Further, since the installation portion 30 of the electrical component 29, which has been conventionally provided separately, and the radiation fins 31 and the cooling fins 32 are formed integrally with the lid member 27, the number of components can be greatly reduced and Also, the space can be effectively used, and the layout property including other electrical components and the like is improved.

[0030]

As described above, according to the electrical equipment mounting structure for an outboard motor according to the present invention, in the outboard motor provided with the exhaust passage cooling water jacket around the exhaust passage, The jacket is provided with a lid member, and the installation part of the electrical component is formed integrally with the lid member on the lid member, so that the electrical component is sufficiently cooled by the cooling water to improve its operation efficiency and reduce the number of parts. Can also be planned.

Further, since the heat radiator is formed inside the lid member, the cooling efficiency of the electrical component by the cooling water is further improved, and the number of parts can be reduced.

Further, since the heat radiator is formed outside the lid member, the cooling efficiency of the electrical components is improved, it is possible to cope with a shortage of cooling water, and the number of parts can be reduced.

Further, a temperature sensor for detecting the temperature of the lid member is mounted on the lid member, and a temperature sensor for detecting the temperature of the cylinder block is mounted on the cylinder block of the engine. Since the control is performed by linking, even if an abnormal state occurs, its cause can be easily determined.

[Brief description of the drawings]

FIG. 1 is a right side view of an outboard motor showing an embodiment of an electrical component mounting structure for an outboard motor according to the present invention.

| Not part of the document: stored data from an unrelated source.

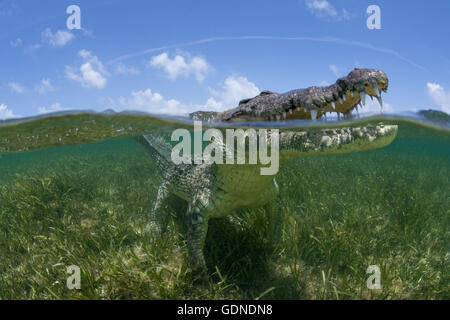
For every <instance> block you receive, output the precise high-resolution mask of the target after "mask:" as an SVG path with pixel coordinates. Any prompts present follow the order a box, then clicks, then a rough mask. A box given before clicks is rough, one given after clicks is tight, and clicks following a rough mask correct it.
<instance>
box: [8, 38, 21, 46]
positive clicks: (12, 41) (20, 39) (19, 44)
mask: <svg viewBox="0 0 450 320" xmlns="http://www.w3.org/2000/svg"><path fill="white" fill-rule="evenodd" d="M9 44H10V45H11V47H13V48H15V47H20V46H21V45H22V44H23V41H22V39H20V38H17V39H16V40H14V41H10V42H9Z"/></svg>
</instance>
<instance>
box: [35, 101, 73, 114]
mask: <svg viewBox="0 0 450 320" xmlns="http://www.w3.org/2000/svg"><path fill="white" fill-rule="evenodd" d="M62 110H67V108H63V107H61V104H60V103H59V102H56V103H54V104H52V105H51V106H50V107H49V108H46V107H39V108H38V112H39V113H40V114H42V113H50V112H57V111H62Z"/></svg>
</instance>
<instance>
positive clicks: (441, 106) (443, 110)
mask: <svg viewBox="0 0 450 320" xmlns="http://www.w3.org/2000/svg"><path fill="white" fill-rule="evenodd" d="M427 87H428V95H429V96H430V97H431V99H432V100H433V102H434V103H436V104H437V105H438V106H439V107H440V108H441V110H442V111H444V112H446V113H450V91H445V90H444V88H443V87H442V86H441V85H440V84H438V83H432V82H428V83H427Z"/></svg>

FIG. 2 is an enlarged right side view of an engine part of FIG. 1;

FIG. 3 is a sectional view taken along the line III-III in FIG. 2;

FIG. 4 is a sectional view taken along the line IV-IV in FIG. 2;

[Explanation of symbols]

 DESCRIPTION OF SYMBOLS 1 Outboard motor 5 Engine 15 Cylinder head 16 Cylinder block 21 Exhaust manifold 24 Exhaust passage 27 Lid member 28 Water jacket 29 Electrical equipment 30 Electrical equipment installation part 31 Radiation fin (radiator) 32 Cooling fin (radiator) 33 Lid member Temperature sensor 35 Cylinder block temperature sensor

──────────────────────────────────────────────────続 き Continued on the front page (51) Int.Cl. ⁷ Identification symbol FI Theme coat ゛ (Reference) F02B 67/00 F02B 67/00 RB63H 21/26 Z

Claims (4)

[Claims] An outboard motor provided with a water jacket for cooling the exhaust passage around the exhaust passage, wherein the water jacket has a lid member, and the water jacket has a lid member.
7. An electric component mounting structure for an outboard motor, wherein an installation part 30 for an electric component 29 is formed integrally with the lid member 27. 2. An outboard motor electrical component mounting structure according to claim 1, wherein a radiator is formed inside said lid member. 3. The electrical component mounting structure for an outboard motor according to claim 1, wherein a heat radiator is formed outside the lid member. 4. A temperature sensor 33 for detecting the temperature of the lid member 27 is mounted on the lid member 27, and a temperature sensor 35 for detecting the temperature of the cylinder block 16 is mounted on the cylinder block 16 of the engine 5. 4. The electrical component mounting structure for an outboard motor according to claim 1, wherein the detection values of the temperature sensors 33 and 35 are linked and controlled.